Preserving the Adversarial System

Wood asserts that, in addition to conserving judicial resources, a rule preventing courts from raising timeliness defenses sua sponte strengthens the adversarial system that forms the bedrock of the American judicial system. See Brief for Petitioner at 27. Wood argues that the traditional American approach to justice requires that parties raise issues themselves, and that preventing a court from raising an issue on its own motion preserves this tradition. See id.at 33–34. To hold otherwise, according to Wood, would allow courts to cross the line from judging to acting as an advocate for a party. See id.at 33. In addition, Wood asserts that a rule against raising sua sponte limitations defenses advances the “appearance of impartiality,” by preventing courts from intervening on one party’s behalf.
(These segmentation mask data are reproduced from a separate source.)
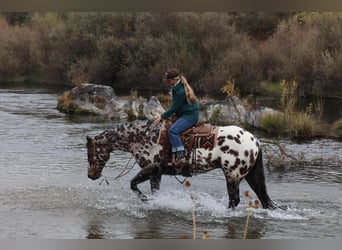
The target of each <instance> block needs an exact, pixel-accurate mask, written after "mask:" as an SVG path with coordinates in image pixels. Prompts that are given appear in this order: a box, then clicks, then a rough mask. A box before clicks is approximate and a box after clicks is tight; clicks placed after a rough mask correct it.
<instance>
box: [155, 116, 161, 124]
mask: <svg viewBox="0 0 342 250" xmlns="http://www.w3.org/2000/svg"><path fill="white" fill-rule="evenodd" d="M162 120H163V118H161V117H158V118H157V119H155V120H154V122H153V124H159V123H160V122H161V121H162Z"/></svg>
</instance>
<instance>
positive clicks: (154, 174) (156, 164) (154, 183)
mask: <svg viewBox="0 0 342 250" xmlns="http://www.w3.org/2000/svg"><path fill="white" fill-rule="evenodd" d="M153 165H154V167H153V169H152V173H151V176H150V184H151V191H152V193H155V192H156V191H158V190H159V188H160V181H161V167H160V165H157V164H153Z"/></svg>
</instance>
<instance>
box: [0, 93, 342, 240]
mask: <svg viewBox="0 0 342 250" xmlns="http://www.w3.org/2000/svg"><path fill="white" fill-rule="evenodd" d="M56 104H57V93H56V92H54V91H52V92H47V91H45V90H42V89H32V88H25V87H15V88H1V89H0V121H1V126H0V172H1V174H0V214H1V224H0V238H2V239H82V238H110V239H141V238H144V239H165V238H175V239H178V238H192V237H193V230H194V223H193V217H192V213H193V212H195V220H196V227H195V229H196V232H197V237H198V238H201V236H202V234H203V232H204V231H207V232H208V235H209V238H211V239H231V238H234V239H236V238H238V239H241V238H242V236H243V232H244V227H245V221H246V215H247V210H246V207H247V205H246V204H247V200H246V198H244V197H243V195H242V194H241V203H240V205H239V207H238V208H237V209H235V210H228V209H227V204H228V197H227V194H226V187H225V181H224V178H223V176H222V174H221V171H220V170H215V171H212V172H209V173H207V174H203V175H198V176H194V177H192V178H190V179H188V180H189V181H190V183H191V187H189V188H186V187H184V186H183V185H181V184H180V183H179V182H178V181H177V180H176V179H175V178H173V177H168V176H163V179H162V184H161V190H160V192H159V193H157V195H156V196H154V197H150V198H151V200H150V202H149V203H143V202H141V201H140V200H138V199H137V198H136V196H135V194H134V193H133V192H131V190H130V188H129V181H130V180H131V178H132V177H133V176H134V175H135V174H136V173H137V172H138V171H139V168H138V167H137V166H136V167H135V168H133V169H132V170H131V171H130V172H129V173H128V174H127V175H125V176H123V177H121V178H119V179H117V180H115V177H116V176H117V175H118V174H119V173H120V172H121V171H122V170H123V168H124V167H125V165H126V164H127V162H128V161H129V159H130V155H129V154H127V153H124V152H114V153H112V155H111V159H110V160H109V162H108V164H107V165H108V166H107V167H106V168H105V169H104V172H103V174H104V175H105V176H106V178H107V180H108V181H109V185H107V184H106V182H102V184H101V181H100V180H99V181H91V180H89V179H88V178H87V157H86V148H85V142H86V139H85V136H86V135H87V134H89V135H95V134H97V133H100V132H101V131H103V130H104V129H106V128H109V127H111V126H112V125H113V124H112V123H110V122H106V121H96V120H92V119H89V118H86V117H83V118H76V117H72V116H67V115H64V114H61V113H60V112H58V111H57V110H56V108H55V107H56ZM283 143H285V144H286V146H287V147H288V148H289V149H291V150H297V151H302V152H304V153H305V155H306V157H308V158H310V157H322V158H323V159H331V161H327V162H326V163H325V164H324V166H303V167H297V168H289V169H286V170H277V169H274V168H272V167H266V168H265V171H266V178H267V187H268V191H269V194H270V196H271V197H272V198H273V200H275V201H276V202H277V203H278V204H280V205H286V206H288V209H287V210H285V211H283V210H276V211H268V210H264V209H252V210H251V217H250V222H249V225H248V233H247V237H248V238H257V239H260V238H261V239H268V238H272V239H280V238H285V239H293V238H296V239H298V238H341V237H342V216H341V215H342V208H341V207H342V201H341V194H342V192H341V191H342V188H341V183H342V169H341V166H340V165H338V164H336V163H334V162H332V161H334V159H335V160H336V161H337V162H340V157H341V155H342V151H341V149H342V143H341V142H337V141H333V140H327V139H324V140H315V141H311V142H307V143H301V144H296V143H293V142H283ZM131 164H132V163H131V162H130V163H129V166H130V165H131ZM181 180H182V178H181ZM100 184H101V185H100ZM140 187H141V189H142V190H143V191H144V192H145V193H146V194H147V195H150V190H149V184H148V183H143V184H142V185H140ZM240 190H241V193H243V192H244V191H247V190H249V191H250V188H249V186H248V185H247V184H246V182H245V181H243V182H242V183H241V188H240ZM251 195H252V197H251V199H255V198H256V197H255V194H254V193H253V192H251ZM191 197H193V200H192V199H191ZM193 206H194V209H193Z"/></svg>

See id.at 27.

Respondent Milyard counters Wood’s assertions by arguing that habeas proceedings present a less adversarial setting than does most litigation, and that adversarial principles are counterbalanced by other considerations in the habeas context. See Brief of Respondent at 26. According to Milyard, federal review of state court convictions should be done carefully, so as not to upset the “mutual respect” between state and federal courts. See id.Milyard asserts that habeas proceedings entail “profound societal costs” impacting interests other than those of the parties. See id.For these reasons, Milyard argues, habeas proceedings are not designed to be “purely" adversarial. See id.at 38. The United States similarly argues that allowing overly liberal review of habeas petitions undermines the redistributive and deterrent functions of criminal law by impinging on the finality of state court decisions. See Brief of United States at 15.

Conclusion 

This case will address whether an appellate court can raise sua sponte a 28 U.S.C. § 2244(d) statute of limitations defense that was waived or forfeited by a party at the district court level. Petitioner Patrick Wood argues that the state waived its statute of limitations defense, and that an appellate court cannot raise sua sponte a statute of limitations defense following a failure by the party to raise the defense at the district court. In opposition, Respondent Kevin Milyard argues that appellate courts do have authority to raise sua sponte a statute of limitations defense, as long as the defense was not intelligently waived at the district court level. The Supreme Court's decision will impact the process by which courts review habeas petitions.